A mi modo de ver, de ese texto legal resulta claro que el Congreso Nacional subordinó la vigencia de ese régimen excepcional al cumplimiento de tal hecho, configurado como una condición de vigencia de la norma, instituto jurídico parecido al de la condición resolutoria pero diferente.

Al respecto, conviene recordar que la “condictio iuris” o condición de aplicación de las normas es un elemento constitutivo de la ley, no dependiente de las partes (conf. Diccionario de Ciencias Jurídicas Políticas, Sociales y de Economía, dirigido por Víctor De Santo; Editorial Universidad, Buenos Aires, 1999, pág. 254); mientras que la condición regulada en los arts. 527 y stes. del Código Civil constituye una modalidad de los actos jurídicos o de las obligaciones, modalidad, por otra parte, accidental (ver Pizarro, Ramón Daniel y Vallespinos, Carlos Gustavo, Instituciones de Derecho Privado – Obligaciones, Editorial Hammurabi – José Luis Depalma Editor, Buenos Aires, 1999, T. 1, pág. 236).

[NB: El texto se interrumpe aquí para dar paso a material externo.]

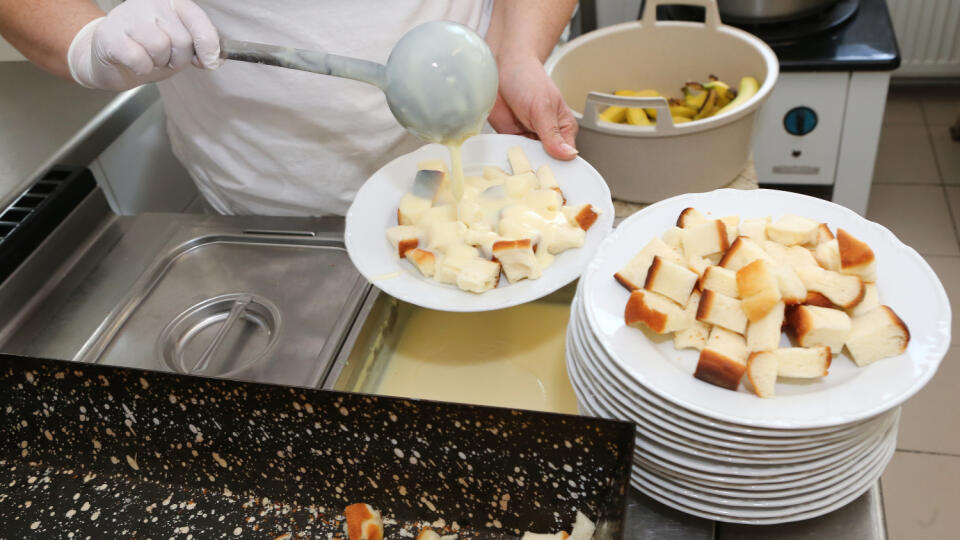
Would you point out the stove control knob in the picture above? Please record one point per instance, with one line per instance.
(800, 120)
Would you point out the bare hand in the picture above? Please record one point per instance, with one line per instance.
(530, 104)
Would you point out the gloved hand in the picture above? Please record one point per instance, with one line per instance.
(142, 41)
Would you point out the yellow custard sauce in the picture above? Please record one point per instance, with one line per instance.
(508, 358)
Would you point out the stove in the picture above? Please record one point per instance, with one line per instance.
(818, 131)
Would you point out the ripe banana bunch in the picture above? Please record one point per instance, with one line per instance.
(699, 101)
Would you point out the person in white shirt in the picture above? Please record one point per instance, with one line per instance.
(271, 141)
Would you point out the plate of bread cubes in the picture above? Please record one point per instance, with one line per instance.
(516, 226)
(766, 308)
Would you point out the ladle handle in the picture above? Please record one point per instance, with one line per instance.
(303, 60)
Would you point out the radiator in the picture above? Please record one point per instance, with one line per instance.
(928, 32)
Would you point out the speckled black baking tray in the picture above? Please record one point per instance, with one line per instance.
(105, 452)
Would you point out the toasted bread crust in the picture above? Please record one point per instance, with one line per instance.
(731, 251)
(684, 216)
(626, 283)
(502, 245)
(816, 299)
(586, 217)
(722, 231)
(895, 319)
(637, 311)
(406, 245)
(719, 370)
(706, 304)
(853, 252)
(655, 268)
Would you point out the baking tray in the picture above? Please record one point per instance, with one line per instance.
(110, 452)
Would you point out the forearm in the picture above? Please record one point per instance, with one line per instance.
(43, 29)
(527, 27)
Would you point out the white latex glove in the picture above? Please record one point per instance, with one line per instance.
(142, 41)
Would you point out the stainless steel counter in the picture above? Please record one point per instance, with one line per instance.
(46, 120)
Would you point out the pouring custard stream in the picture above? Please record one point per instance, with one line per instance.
(441, 82)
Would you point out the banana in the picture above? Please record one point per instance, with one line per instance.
(748, 87)
(613, 114)
(709, 105)
(725, 94)
(636, 117)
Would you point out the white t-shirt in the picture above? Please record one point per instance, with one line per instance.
(271, 141)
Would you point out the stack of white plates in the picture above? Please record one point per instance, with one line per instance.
(732, 456)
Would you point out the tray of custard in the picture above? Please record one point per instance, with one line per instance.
(506, 358)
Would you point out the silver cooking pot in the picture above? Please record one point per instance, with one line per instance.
(769, 10)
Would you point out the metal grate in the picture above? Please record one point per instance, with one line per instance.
(37, 211)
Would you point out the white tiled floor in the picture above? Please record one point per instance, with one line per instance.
(916, 194)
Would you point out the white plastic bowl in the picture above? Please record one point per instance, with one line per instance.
(650, 163)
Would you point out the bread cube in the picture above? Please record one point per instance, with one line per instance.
(755, 229)
(824, 234)
(518, 160)
(634, 274)
(759, 289)
(720, 279)
(363, 522)
(762, 373)
(764, 334)
(742, 252)
(856, 257)
(673, 237)
(403, 238)
(654, 311)
(546, 178)
(670, 279)
(828, 255)
(843, 290)
(732, 224)
(795, 256)
(517, 259)
(721, 310)
(451, 263)
(878, 333)
(814, 325)
(705, 238)
(694, 337)
(792, 290)
(724, 360)
(698, 264)
(478, 275)
(425, 261)
(689, 217)
(495, 175)
(871, 299)
(547, 203)
(816, 299)
(803, 362)
(440, 236)
(564, 237)
(584, 215)
(792, 230)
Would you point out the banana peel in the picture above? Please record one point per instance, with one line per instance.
(709, 106)
(748, 87)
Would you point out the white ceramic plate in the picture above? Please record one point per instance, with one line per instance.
(652, 417)
(848, 394)
(374, 210)
(738, 436)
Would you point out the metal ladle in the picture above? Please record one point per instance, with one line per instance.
(440, 79)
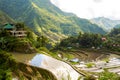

En ese entendimiento opino que dicha conditio iuris derogatoria ha implicado que la extinción o finalización de la prórroga legal quedó únicamente sujeta al acaecimiento del hecho o evento futuro e incierto mencionado en la ley y, una vez cumplido éste, se produjo la automática derogación comprometida en la propia norma.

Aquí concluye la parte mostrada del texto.